Fay, a foster care recruiter with the county, started his push to raise awareness about the lack of foster care in Eagle County in March. Each month since he has held a community meeting to explain the need and how county residents could help.
“I’m definitely happy with the turnout,” Fay said. “Our community definitely responded.”
Right now there’s only one foster parent in the county. Ten or 12 would be ideal, he said. Mesa County, which is a little more than double the size of Eagle County, has around 300 foster homes, Fay said.
Foster care is the temporary placement of a child 18 or younger outside of their home often because of neglect or abuse.
Since 2002, the county has received about 350 reported cases of abuse or neglect per year. Of those 350 cases, about 50 or 60 aren’t accepted. Most of the rest are resolved without removing a kid from their home.
But between 15 and 20 kids a year need to be placed in a foster home and because there aren’t enough foster parents in the county, they’re often sent to other parts of the state.
About 10 people attended each community meeting and Fay met with several people privately that weren’t able to make one of the meetings.
“I’m following up with people two or three weeks after to get a feel for what they’re thinking. I told them don’t make a decision that night, it’s such a big decision,” Fay said. “I’m getting a mixture of ‘yeah, we’re ready’ or ‘no, not at this time’ or ‘we’d like to help out in other ways.'”
The more foster care homes in the county the better the opportunities for kids that need help, said Fay, whose worked on cases where kids have had to be placed in homes four hours away from Eagle County.
One of the goals of foster care is to keep the stays as short as possible and get kids back in their homes as soon as is appropriate, Fay said.

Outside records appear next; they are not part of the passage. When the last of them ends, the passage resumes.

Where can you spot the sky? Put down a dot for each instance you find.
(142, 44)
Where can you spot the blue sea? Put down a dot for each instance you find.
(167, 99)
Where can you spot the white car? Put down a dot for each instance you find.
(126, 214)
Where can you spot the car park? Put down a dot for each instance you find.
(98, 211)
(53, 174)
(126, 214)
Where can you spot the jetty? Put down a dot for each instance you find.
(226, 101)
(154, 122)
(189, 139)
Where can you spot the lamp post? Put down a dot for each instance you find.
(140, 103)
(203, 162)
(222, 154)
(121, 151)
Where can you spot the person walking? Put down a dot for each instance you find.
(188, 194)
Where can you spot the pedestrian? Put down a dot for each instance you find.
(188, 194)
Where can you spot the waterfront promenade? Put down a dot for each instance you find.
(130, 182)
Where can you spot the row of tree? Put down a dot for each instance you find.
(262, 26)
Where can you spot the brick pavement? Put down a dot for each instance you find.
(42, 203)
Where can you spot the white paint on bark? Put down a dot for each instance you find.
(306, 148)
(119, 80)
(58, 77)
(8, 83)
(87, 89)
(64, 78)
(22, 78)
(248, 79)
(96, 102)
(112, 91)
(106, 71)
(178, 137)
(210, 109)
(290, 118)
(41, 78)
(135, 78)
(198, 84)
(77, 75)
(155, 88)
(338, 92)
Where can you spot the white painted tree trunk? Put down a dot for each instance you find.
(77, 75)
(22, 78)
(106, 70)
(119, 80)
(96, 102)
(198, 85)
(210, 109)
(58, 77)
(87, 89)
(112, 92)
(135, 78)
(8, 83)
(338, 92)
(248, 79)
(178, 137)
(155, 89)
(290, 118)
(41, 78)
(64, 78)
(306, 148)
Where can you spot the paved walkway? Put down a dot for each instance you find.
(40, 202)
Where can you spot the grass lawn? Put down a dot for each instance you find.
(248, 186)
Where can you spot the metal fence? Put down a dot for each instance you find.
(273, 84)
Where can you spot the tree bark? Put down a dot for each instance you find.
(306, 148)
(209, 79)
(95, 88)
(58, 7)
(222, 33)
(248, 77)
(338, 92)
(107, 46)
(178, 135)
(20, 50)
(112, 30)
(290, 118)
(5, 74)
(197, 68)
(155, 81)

It’s easier to do that when they’re not placed somewhere four hours away, he said.
So far, five people or families have decided to apply to be a foster home.
Vail resident Wendy St. Charles is planning to go through the certification process – which includes background checks, reference checks, 27 hours of state training, and first aid training.
“I’ve had an interest in the foster program for many years and have wanted to get involved,” St. Charles said. “A personal long-term objective of mine is to somehow make a difference.”
People that start the certification process now should be finished sometime in August, Fay said.
“I’m pretty passionate about it,” St. Charles said. “We can do better.”
Becoming a certified foster home isn’t the only way to help, Fay said.
“Another big way that some people have shown interest is helping out with retaining foster parents,” he said. “Getting people on the back end to help these parents feel supported and appreciated by our community.”
Fay hopes a few more families will start the program and he plans to try and find new people again in the fall.
“The push isn’t going to stop,” he said “We want to have a healthy community.”